Rubriques
Vous devez telecharger le lecteur Flash et activer JavaScript dans votre navigateur.
Un argument souvent utilisé contre la doctrine de la création, consiste à dire que si la création est distincte du Créateur, elle fait nombre avec lui, et que celui-ci ne peut dès lors plus être Dieu, l’ensemble [Dieu + la création] étant supérieur à [Dieu seul]. Ainsi Mr Arnauld Desjardins écrit-il dans Les chemins de la sagesse : « En maintenant irréductiblement la distinction de la créature et du Créateur, nous limitons le Créateur si la créature n’est pas le Créateur, c’est qu’il y a quelque chose d’autre que Dieu. Par conséquent Dieu trouve là sa limite. On ne peut plus dire que Dieu est infini, illimité, puisqu’il existe la créature qui n’est pas Dieu » (pp. 33-34). D’où notre auteur en conclut : « Tout ce qu’il y a d’être en nous est Dieu. Donc nous sommes Dieu. Mais nous ne le savons pas » (Ibid.). Ce même raisonnement pourrait s’appliquer à tout ce qui se manifeste dans l’être et participerait nécessairement à l’unique être divin.
A ce raisonnement nous objectons que si la création est en effet distincte de Dieu, elle ne fait cependant pas nombre avec lui, étant d’une autre nature ontologique. On ne peut « compter » (additionner et soustraire) que des êtres appartenant à un même ensemble : des objets, des plantes, des animaux ou des hommes. Il faut qu’il y ait un commun dénominateur qui permette de les regrouper pour les nombrer : ainsi on exclut les plantes lorsqu’on additionne des animaux. Certes on peut additionner des cailloux et des hommes, à condition de choisir de les unifier sous le concept d’ « existants ».
Or précisément, il n’y a aucun aspect qui rassemble le Créateur et sa créature dans un même groupe, permettant ainsi de les nombrer. Même le plus petit commun dénominateur le plus vague, le moins défini, à savoir le fait simplement d’exister, n’a absolument rien de commun entre Dieu et sa créature en raison de l’abîme ontologique qui les sépare. Certes le Créateur possède l’existence puisqu’il la communique à chaque instant à sa créature ; mais il ne la possède pas comme elle : il la possède comme Dieu seul la possède, c’est-à-dire de manière suréminente qui échappe à toute saisie conceptuelle. Ce n’est qu’analogiquement que nous attribuons le terme « exister » à Dieu à partir de notre expérience des choses de ce monde. Il n’y a donc pas de contradiction à maintenir un Dieu Créateur qui suscite dans l’être des créatures distinctes de lui, sans que pour autant celles-ci le limitent.

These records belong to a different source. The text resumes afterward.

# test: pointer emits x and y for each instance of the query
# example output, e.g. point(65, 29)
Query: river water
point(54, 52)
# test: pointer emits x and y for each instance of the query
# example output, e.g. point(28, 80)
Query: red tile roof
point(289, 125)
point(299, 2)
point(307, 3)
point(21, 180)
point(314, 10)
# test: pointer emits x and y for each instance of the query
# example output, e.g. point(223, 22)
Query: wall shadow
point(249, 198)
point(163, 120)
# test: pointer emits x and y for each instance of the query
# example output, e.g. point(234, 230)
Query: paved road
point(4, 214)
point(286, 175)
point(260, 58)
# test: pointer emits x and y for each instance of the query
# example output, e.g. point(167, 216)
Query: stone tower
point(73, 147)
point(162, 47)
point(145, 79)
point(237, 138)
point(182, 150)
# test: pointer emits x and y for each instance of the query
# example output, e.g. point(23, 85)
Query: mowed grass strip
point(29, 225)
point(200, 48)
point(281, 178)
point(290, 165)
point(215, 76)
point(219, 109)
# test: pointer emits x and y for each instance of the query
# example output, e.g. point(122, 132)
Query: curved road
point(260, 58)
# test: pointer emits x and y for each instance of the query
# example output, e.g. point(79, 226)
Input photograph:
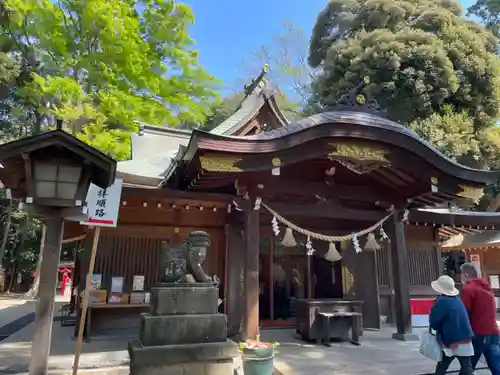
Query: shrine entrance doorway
point(287, 274)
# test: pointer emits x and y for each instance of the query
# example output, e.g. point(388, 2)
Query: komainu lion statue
point(183, 264)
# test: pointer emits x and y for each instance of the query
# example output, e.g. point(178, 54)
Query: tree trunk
point(3, 245)
point(6, 231)
point(33, 292)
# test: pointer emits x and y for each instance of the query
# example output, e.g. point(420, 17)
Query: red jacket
point(478, 299)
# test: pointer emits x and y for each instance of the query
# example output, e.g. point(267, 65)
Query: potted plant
point(258, 357)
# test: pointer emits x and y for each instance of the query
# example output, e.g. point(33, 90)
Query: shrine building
point(343, 207)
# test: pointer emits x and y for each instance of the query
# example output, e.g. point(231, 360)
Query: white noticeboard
point(475, 259)
point(103, 204)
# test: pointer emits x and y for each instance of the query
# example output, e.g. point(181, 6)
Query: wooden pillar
point(40, 347)
point(400, 272)
point(252, 246)
point(236, 283)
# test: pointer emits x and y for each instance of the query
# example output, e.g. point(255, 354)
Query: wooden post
point(309, 278)
point(85, 301)
point(40, 347)
point(227, 232)
point(401, 279)
point(252, 245)
point(271, 276)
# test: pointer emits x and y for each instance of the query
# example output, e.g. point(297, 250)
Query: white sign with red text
point(103, 205)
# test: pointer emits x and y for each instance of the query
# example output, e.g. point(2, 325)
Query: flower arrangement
point(257, 344)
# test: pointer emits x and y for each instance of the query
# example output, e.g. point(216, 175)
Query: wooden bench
point(328, 321)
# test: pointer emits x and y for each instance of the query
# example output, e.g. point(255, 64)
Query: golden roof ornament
point(358, 99)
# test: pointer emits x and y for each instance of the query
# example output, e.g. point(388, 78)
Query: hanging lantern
point(333, 254)
point(276, 162)
point(355, 243)
point(383, 235)
point(276, 228)
point(371, 242)
point(288, 239)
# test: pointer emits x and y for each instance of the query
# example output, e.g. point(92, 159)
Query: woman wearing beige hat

Voilà un argument d’autorité que je ne résiste pas à publier !!! Quand je pense qu’en général c’est l’Eglise catholique et ses représentants qu’on accuse d’utiliser ce genre d’argument !
Ainsi donc au nom d’une connaissance supérieure et d’une sainteté suréminente, le discours des soi-disant maîtres pourraient être pris en flagrant délit d’illogisme sans que pour autant leur raisonnement soit erroné. Vous aurez remarqué que je n’argumente pas en confrontant deux croyances - pardon ma pauvre croyance à la suréminente connaissance des sages - mais que je me contente de démonter une pseudo-argumentation de ces soi-disant sages. Mais c’est là sans aucun doute une preuve supplémentaire de mon ignorance, car un être plus évolué aurait certainement perçu, à un autre niveau de conscience bien sûr, la vérité du raisonnement apparemment erroné.
Si je comprends bien, ce qui s’avère faux dans le monde de l’illusion - celui dans lequel je m’agite - est vrai dans le monde de la réalité supérieure - auquel seuls les sages ont accès. Si tel est le cas, il vaudrait peut-être mieux que ces sages cessent de publier dans notre monde et ouvrent des maisons d’éditions dans les sphères transcendantes…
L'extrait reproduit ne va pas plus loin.